Inglis built up his see.  Although he expanded the Litany slightly to include civil officials in colonies, he insisted that priests otherwise follow The Book of Common Prayer (1662) to the letter.  He also oversaw the construction of more than 23 church buildings and visited congregations faithfully, confirming many people yet not converting the majority of the population to Anglicanism.  In 1789 our saint founded King’s College, Windsor, as a seminary.  Despite all his hard work, Inglis proved unable to fill all vacancies in missions.  That fact disturbed him.  In 1796 the bishop moved from Halifax, citing issues of climate and weather, and relocated to Clermont, a farm and orchard near Windsor.  And, in 1809, our saint joined His Majesty’s Council, ranking immediately after the Chief Justice.

Inglis worked closely with his youngest child, John Inglis (1777-1850).  The father ordained the son deacon in 1801 and priest the following year.  For 14 years John served at Aylesford, near Windsor.  During many of those years he served as his father’s assistant.  In 1807, at John’s urging, King’s College, Windsor, remaining a seminary, began to admit non-Anglicans, although subscription to the 39 Articles of Religion remained a requirement for earning a degree.

Inglis suffered a stroke in the summer of 1811.  He asked the Archbishop of Canterbury and other church leaders to appoint and consecrate John as the Bishop Coadjutor.  Our saint assumed that he would die soon; he survived until February 24, 1816, aged about 82 years, instead.  In 1812, however, eccelesiastical officialdom decided not to make John a bishop yet.  The stated reasons were the son’s inexperience and allegations of nepotism.  Neither did the church send another bishop until 1816.  The tenure of Robert Stanser, the second Bishop of Nova Scotia, was not a glorious age of church growth, for he spent 1817-1824 in England for health reasons before vacating the post.  Finally, in 1825, John Inglis, the Rector of St.

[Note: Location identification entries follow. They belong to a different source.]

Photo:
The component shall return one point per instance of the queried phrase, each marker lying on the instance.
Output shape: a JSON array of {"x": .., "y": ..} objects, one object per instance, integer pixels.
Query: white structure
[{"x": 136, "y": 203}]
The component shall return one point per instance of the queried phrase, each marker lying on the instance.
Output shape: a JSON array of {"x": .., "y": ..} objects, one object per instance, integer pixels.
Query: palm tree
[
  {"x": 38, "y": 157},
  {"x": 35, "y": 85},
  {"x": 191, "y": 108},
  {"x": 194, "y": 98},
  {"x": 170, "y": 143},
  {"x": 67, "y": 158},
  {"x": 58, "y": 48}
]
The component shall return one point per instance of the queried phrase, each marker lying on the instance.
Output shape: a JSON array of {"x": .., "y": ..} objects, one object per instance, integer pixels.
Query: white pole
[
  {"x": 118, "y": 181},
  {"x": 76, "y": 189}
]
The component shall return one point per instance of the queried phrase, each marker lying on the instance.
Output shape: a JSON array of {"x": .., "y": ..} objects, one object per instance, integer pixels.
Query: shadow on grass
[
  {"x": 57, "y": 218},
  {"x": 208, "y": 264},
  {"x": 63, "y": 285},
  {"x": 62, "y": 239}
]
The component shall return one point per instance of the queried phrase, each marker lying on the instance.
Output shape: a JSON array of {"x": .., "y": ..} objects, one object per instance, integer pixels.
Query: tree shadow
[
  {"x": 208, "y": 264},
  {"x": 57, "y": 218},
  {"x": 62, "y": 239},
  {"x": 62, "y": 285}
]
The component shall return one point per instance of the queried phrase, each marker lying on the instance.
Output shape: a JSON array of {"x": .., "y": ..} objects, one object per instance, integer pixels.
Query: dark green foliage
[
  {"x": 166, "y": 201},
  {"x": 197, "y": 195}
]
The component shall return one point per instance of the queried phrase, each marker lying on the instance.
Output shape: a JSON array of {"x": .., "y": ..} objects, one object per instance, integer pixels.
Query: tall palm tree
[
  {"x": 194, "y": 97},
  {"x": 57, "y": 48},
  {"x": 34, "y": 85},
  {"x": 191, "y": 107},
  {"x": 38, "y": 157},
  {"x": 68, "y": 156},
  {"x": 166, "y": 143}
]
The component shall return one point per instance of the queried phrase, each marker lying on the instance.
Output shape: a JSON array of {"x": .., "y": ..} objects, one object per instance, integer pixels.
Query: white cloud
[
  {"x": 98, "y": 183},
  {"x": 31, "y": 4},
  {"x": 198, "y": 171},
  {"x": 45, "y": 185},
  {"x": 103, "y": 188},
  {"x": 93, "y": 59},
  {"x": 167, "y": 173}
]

Paul’s, Halifax, from 1816, became the third Bishop of Nova Scotia.  He served in that capacity for a quarter of a century.

Our saint’s published works (mostly sermons) included the following, apart from those to which I have provided links in this post already:

  1. An Essay on Infant Baptism:  In Which the Right of Infants to the Sacrament of Baptism, is Proved from Scripture, Vindicated from the Usual Objections, and Confirmed by the Practice of the First Four Centuries (1768);
  2. A Sermon on II Corinth. v. 6:  Occasioned by the Death of John Ogilvie, D.D., Assistant Minister of Trinity Church, New-York (1774);
  3. A Sermon Preached Before His Excellency of the Lieutenant Governor, His Majesty’s Council, and the House of Assembly, of the Province of Nova-Scotia:  in St. Paul’s Church at Halifax, on Sunday, November 25, 1787 (1787);
  4. A Charge Delivered to the Clergy of the Diocese of Nova Scotia, at the Primary Visitation Holden in the Town of Halifax, in the Month of June 1788 (1788);
  5. A Charge Delivered to the Clergy of the Province of Quebec, at the Primary Visitation:  Holden in the City of Quebec, in the Month of August 1789 (1789);
  6. A Charge Delivered to the Clergy of Nova-Scotia, at the Triennial Visitation Holden in the Town of Halifax, in the Month of June 1791 (1791);
  7. Steadfastness in Religion and Loyalty Recommended, in a Sermon Preached Before the Legislature of His Majesty’s Province of Nova-Scotia; in the Parish Church of St. Paul at Halifax, on Sunday, April 7, 1793 (1793);
  8. A Sermon Preached in the Parish Church of St. Paul at Halifax, on Friday, April 25, 1794:  Being the Day Appointed by Proclamation for a General Fast and Humiliation in His Majesty’s Province of Nova-Scotia (1794); and
  9. A Charge Delivered to the Clergy of the Diocese of Nova-Scotia at the Triennial Visitation:  Holden in the Months of June and August, 1803 (1803).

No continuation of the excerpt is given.